Nevertheless, given the observational nature of the underlying study and the current limitations related to assay availability, standardization, and cost, these findings should be interpreted cautiously. External validation in independent cohorts and prospective studies are essential before L59-based testing can be recommended for routine clinical use. Future research should focus on defining standardized assays, validating diagnostic cut-offs, and clarifying how such biomarkers can be most effectively integrated into existing non-invasive assessment pathways, particularly in patients with mixed viral and metabolic liver disease etiologies.

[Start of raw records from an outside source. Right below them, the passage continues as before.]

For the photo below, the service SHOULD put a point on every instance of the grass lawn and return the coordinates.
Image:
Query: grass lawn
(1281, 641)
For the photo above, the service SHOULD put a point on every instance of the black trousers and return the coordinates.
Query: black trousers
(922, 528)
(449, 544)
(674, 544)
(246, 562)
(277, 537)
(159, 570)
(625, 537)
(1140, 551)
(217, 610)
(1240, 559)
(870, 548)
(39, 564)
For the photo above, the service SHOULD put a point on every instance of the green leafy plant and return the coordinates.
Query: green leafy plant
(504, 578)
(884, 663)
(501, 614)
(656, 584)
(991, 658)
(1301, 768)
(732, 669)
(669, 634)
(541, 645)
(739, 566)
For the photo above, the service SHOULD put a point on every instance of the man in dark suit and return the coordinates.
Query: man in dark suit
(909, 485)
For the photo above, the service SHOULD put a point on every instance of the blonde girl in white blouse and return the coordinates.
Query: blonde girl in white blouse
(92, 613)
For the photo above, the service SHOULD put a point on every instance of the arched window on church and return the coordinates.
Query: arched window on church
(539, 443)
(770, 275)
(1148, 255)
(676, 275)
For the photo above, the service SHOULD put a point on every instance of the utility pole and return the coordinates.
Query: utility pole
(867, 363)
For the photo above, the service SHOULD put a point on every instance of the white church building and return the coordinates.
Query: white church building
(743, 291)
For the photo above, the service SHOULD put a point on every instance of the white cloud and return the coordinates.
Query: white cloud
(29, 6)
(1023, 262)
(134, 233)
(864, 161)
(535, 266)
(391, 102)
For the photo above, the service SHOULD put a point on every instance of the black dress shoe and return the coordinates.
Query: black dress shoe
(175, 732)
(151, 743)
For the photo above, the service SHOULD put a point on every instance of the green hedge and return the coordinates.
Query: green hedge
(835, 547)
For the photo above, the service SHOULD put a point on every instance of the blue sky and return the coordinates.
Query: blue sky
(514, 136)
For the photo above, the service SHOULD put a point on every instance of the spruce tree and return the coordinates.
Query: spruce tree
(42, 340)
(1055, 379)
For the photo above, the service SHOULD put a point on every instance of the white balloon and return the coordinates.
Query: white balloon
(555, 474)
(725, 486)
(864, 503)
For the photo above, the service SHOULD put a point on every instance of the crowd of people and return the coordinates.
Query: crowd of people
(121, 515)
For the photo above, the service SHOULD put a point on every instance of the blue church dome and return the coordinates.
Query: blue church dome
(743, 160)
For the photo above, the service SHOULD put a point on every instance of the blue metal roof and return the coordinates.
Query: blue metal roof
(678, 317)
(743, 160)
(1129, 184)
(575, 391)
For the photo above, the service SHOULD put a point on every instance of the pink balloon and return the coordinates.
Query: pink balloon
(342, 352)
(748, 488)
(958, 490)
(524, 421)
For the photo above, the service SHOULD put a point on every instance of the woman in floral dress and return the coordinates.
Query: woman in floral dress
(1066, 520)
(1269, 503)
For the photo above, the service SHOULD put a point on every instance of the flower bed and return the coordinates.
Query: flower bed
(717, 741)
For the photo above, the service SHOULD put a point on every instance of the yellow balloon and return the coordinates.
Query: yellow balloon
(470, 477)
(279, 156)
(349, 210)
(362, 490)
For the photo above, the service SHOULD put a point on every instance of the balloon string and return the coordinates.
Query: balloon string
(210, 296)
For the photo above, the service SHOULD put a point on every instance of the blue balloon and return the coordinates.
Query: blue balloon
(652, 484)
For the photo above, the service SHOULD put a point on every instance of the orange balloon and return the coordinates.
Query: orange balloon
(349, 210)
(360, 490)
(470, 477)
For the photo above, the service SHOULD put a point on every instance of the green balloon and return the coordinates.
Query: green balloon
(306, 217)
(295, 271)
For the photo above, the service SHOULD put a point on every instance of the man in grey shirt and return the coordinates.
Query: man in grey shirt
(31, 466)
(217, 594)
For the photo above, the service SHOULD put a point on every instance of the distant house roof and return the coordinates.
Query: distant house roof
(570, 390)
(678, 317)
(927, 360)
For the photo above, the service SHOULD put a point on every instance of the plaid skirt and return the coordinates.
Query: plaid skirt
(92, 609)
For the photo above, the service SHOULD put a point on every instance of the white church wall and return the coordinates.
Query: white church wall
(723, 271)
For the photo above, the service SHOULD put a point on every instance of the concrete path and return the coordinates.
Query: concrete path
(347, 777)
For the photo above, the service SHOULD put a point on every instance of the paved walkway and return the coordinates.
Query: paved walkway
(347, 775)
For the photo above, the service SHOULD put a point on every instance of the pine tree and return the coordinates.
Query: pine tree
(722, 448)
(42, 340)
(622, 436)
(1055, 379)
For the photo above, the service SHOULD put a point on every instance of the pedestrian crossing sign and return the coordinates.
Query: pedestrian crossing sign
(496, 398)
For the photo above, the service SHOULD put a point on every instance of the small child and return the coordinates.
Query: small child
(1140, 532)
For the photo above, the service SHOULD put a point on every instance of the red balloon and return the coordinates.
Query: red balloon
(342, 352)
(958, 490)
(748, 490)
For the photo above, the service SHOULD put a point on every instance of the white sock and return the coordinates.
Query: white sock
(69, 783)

While the integrated assessment of steatosis and fibrosis represents a necessary evolution in hepatology, several pragmatic limitations must be acknowledged to contextualize its immediate implementation and guide future research. First, the promising biomarker L59 remains confined to the research domain. Its measurement relies on specialized, labor-intensive sandwich ELISA platforms that are not standardized for clinical use. This creates a significant translational gap between mechanistic insight and routine practice. Widespread adoption necessitates the development of automated, high-throughput assays and rigorous multi-center studies to establish universal reference ranges and diagnostic cut-offs across diverse populations. Second, there is a pronounced lack of prospective, biopsy-validated data for NIT algorithms in cohorts with confirmed concurrent HBV and MASLD. Current guidelines and validation studies for tools like FIB-4, APRI, and LSM thresholds are largely derived from populations with single-etiology disease. The unique pathophysiological interplay in dual-etiology liver disease may alter the performance characteristics of these tests, potentially requiring adjusted diagnostic cut-offs. Prospective studies are urgently needed to generate evidence-based algorithms for this growing patient subgroup. Third, the proposed dual-assessment strategy has considerable resource implications. While serum biomarkers like FIB-4 are inexpensive and scalable, the recommended second-tier tools-CAP and particularly MRI-PDFF-vary widely in cost, accessibility, and technical expertise required. MRI-PDFF, the gold standard for fat quantification, is largely unavailable in primary care and many regional centers. This disparity risks creating a tiered system of care, where comprehensive assessment is only accessible to patients in well-resourced settings. Future work must prioritize validating more accessible and equitable NIT sequences to ensure equitable implementation. We can create more robust and reliable clinical pathways. Addressing the translational, validation, and resource hurdles outlined herein will be essential to realizing this integrated future of liver care.